Compute intensive workloads can prove taxing to an institution’s HPC resources. When applications require more horsepower, the process of upgrading an existing cluster or deploying a new system altogether can slow down research and productivity. There is another alternative, though. Cloud service providers offer scalable on-demand resources, giving organizations an anytime boost to their computational capacity.
Last week, Penguin Computing revealed partnerships between a number of universities and its cloud computing division. Penguin On Demand’s (POD) academic clouds make local and remote HPC resources available to these institutions. In the official announcement, Tom Coull, senior vice president and general manager of software and services at Penguin, explained that the model adds compute capacity while reducing upfront costs.
“Penguin Computing has traditionally been very successful with HPC deployments in academic environments with widely varying workloads, many departments competing for resources and very limited budgets for capital expenses,” stated Coull.

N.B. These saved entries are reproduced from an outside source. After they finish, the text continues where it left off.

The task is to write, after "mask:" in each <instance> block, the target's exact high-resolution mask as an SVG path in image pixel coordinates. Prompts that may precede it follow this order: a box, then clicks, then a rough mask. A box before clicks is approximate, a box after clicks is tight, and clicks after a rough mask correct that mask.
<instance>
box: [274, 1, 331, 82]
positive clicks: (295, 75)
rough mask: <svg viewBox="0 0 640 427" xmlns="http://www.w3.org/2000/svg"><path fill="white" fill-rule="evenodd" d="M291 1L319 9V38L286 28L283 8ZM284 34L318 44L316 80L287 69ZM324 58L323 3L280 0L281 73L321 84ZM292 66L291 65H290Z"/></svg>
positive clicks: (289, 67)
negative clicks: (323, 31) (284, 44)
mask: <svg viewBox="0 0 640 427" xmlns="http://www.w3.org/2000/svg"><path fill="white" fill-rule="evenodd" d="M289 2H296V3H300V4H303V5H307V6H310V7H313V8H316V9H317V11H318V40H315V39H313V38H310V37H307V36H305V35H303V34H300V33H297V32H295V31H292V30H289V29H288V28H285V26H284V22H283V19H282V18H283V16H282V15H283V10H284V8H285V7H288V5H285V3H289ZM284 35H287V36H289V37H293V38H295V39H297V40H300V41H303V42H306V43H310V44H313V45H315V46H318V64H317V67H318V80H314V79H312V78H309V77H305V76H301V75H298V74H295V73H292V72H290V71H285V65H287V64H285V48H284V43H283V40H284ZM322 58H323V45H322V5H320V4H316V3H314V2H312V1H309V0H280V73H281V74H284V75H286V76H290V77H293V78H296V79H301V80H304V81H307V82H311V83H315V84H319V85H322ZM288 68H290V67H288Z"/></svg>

HPC in the Cloud caught up with Mr. Coull to discuss the POD service and Penguin’s partnerships with these institutions.
In each scenario, the university houses computing equipment, which is owned and operated by Penguin. How the resources are used determine the nature of the agreement. In some cases, cycles can be resold to outside users, creating a new revenue stream for IT departments.
The academic partnerships typically follow one of three models:
A channel partnership between academic institutions and Penguin essentially means the user becomes a distributor of the POD service. In this configuration, departments that need to obtain HPC resources can access Penguin’s virtual cycles on demand. Again, this is a “pay as you go” model, in which upfront capital costs are transformed into operational overhead. The university receives an umbrella invoice from Penguin and charges individual departments for their usage of compute cycles.
The agreement may seem exclusive to off-site infrastructures, but it has been in place at Cal Tech with local hardware for nearly two years. When workloads become too compute-intensive for the local cluster, Penguin allows system admins to burst jobs to a company datacenter in Salt Lake City. Coull explained how Cal Tech developed a software suite with Penguin called POD tools, which manages cloud resource interactions.
“The connection to the cloud is only a small part of the problem,” notes Coull. “To really make this useful, you have to be able to migrate data reliably and quickly. You have to be able to migrate applications [ISV software like MathWorks] if you want to run your own applications, and you have to be able to migrate job scripts.”
The management software is designed to securely handle workload migration, monitoring and reporting from behind a firewall. Tracking usage from the various departments can be complicated, so Penguin created custom portals to help universities keep up to date with user access.
Hybrid / Channel Model
This is the model currently in place at Indiana University (IU). The public-private partnership engenders a symbiotic relationship wherein Penguin provides and operates a cluster on campus. The university provides the facilities, power, cooling and the Internet connection for the system. In return for their contribution, the university gets to use cycles free of charge.
The system also works in the case of repackaging cycles to external federally-funded research and development centers (FFRDC). Coull gave an example where IU would be able to send cycles to another facility:
UC Berkeley could contact IU and say ‘hey, we’d like some cycles.’ We can turn that on literally with just a white list.
This configuration involves an on-site cluster using a prepaid model. When an institution deploys a system, they typically purchase a number of core hours. In most cases, those hours can be used over the next three years. Penguin also includes tools that enable cloud bursting if more compute power is needed. This is sometimes utilized in the early stages before the local cluster is fully deployed.
“What’s more common is that they’ll size their cluster based on an average workload and then they’ll let the peaks burst out to the cloud. That’s a nice model because it’s actually a little more cost effective to do that,” said Coull.
The menu of offerings gives academic institutions access to essentially infinite compute power in a way that best fits their needs.